Only the rational counterargument was a pile of shit, and I knew it. I knew it. I just didn’t want to know it.

All this flickered through my mind in a moment. The wind blew a can rattling down the road, and Mr. Beukes turned to watch it go, then cast a distraught and distracted look at his idling Town Car.

“I will drive you. This weather. If not for this morning, I might’ve risked leafing her by herself tonight. She has had the pill for her arthritis, and she sleeps so heavy, sometimes ten hours. But tonight there is the thunder. What if she wake up and is afraid? You must imagine me very wicked to have left her even for a minute.”

At not quite thirteen, I wasn’t emotionally equipped to respond to a distressed and elderly man, viciously finding fault with himself. I mumbled some eloquent words of comfort, like, “Uh, no, not at all.”

“I tried to dial you, but when there was no answer, I thingg he is in his garage and cannot hear the phone ringing. I kissed her goot-bye, very softly, so not to wake her, and came straight over.” He showed me a smile that was close to a grimace. “When she is asleep, she look like her olt self. Sometimes I thingg in her dreams she gets it all back. The path to her old self is overgrown, lost in the briars. But her sleeping mind . . . you thingg, Michael, the sleeping mind has paths of its own? Trails the waking self has never walked?”

“I don’t know, Mr. Beukes.”

He dismissed his own question with a weary nod. “Come. I will drive you now. You should get a book maybe and I dunno what else.” He lowered his eyes, took in the fact that I was wearing boxers and socks. He lifted one white, stupendously shaggy eyebrow. “Trousers perhaps.”

“I don’t need you to drive me around the corner. Go see if your gym is okay. And don’t worry about Shelly. I’ll be over there in five minutes.”

Thunder growled at his back. He cast another aggrieved look up at the sky, then leaned through the door and took my hand in both of his.

“You are a goot damn kid,” he announced. “Shelly always tolt me this, you know. Every time she came home. ‘That is a goot damn kid, Larry. All the funny things he talks about building. Beware, Afrikaner. I will ask him to build me a new husband, one who doesn’t shave in the shower so it looks like a ferret exploded in there.’” He smiled at the memory, while the rest of his face crumpled, and for a horrible moment I thought he was going to cry again. Instead he lifted his hand and rested it on the back of my neck. “Goot damn kid, she said. She always knew when someone had greatness in them. She didn’t waste her time with second-rate people, not never. Only the best. Always.”

“Always?” I asked.

He shrugged. “She married me, didn’t she?” And winked.





7


ON THE WAY TO COLLECT my pants, I took a detour into the kitchen and dialed NorWes Utility. I knew the direct number to the switchboard by heart and thought maybe they could patch me straight through to my dad’s radio. I wanted to let him know where I was going to be—I thought there was a very reasonable chance I’d wind up sacking out on the Beukeses’ couch that evening. Only no one picked up on the other end because it never rang. There was just a long, dead hiss. I hung up and was about to try again when I realized there wasn’t any dial tone.

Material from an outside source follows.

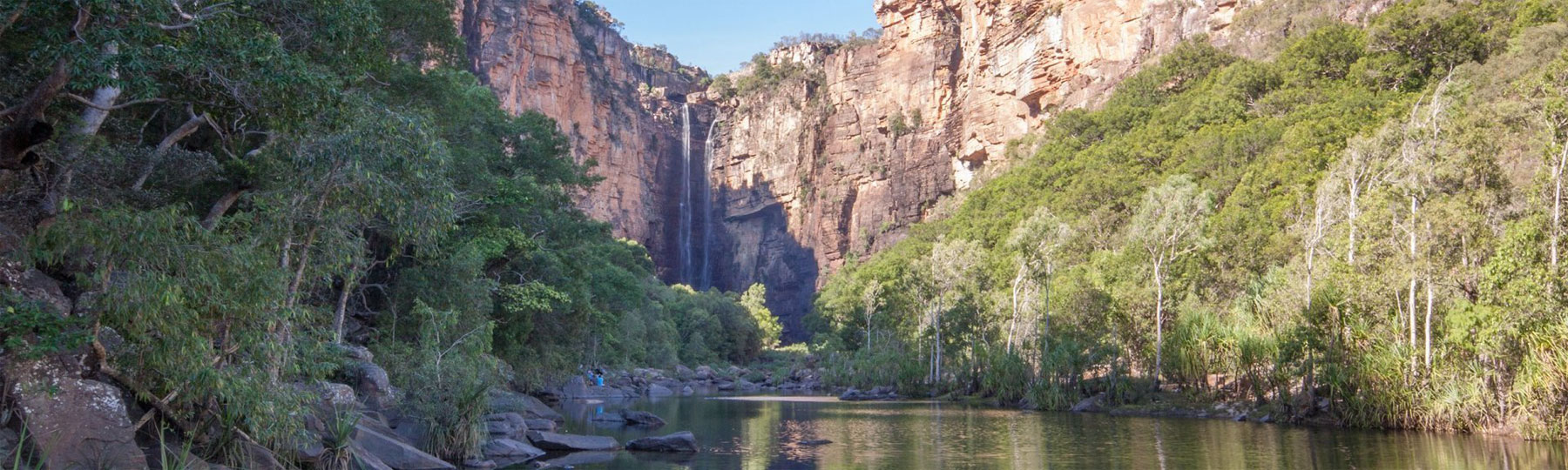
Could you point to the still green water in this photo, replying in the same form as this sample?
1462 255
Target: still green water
767 433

It came to me, suddenly, that it was very dim in the kitchen. Experimentally, I flipped the light switch. The room didn’t get any brighter.

I went to the picture window in the living room and looked out at the dead street; not a light on in a single window, in spite of the darkness of the day. The Ambersons, across the road, always had their TV on by midafternoon, but tonight there was no spectral blue glow pulsing in the windows of the den. At some point while Mr. Beukes and I had been talking, a line had gone down somewhere, cutting the juice to the whole neighborhood.

I thought, No. It’s him.

My stomach flopped. Suddenly I wanted to sit down. The aftertaste of Panama Thrill was in my mouth, a flavor like sweet bile.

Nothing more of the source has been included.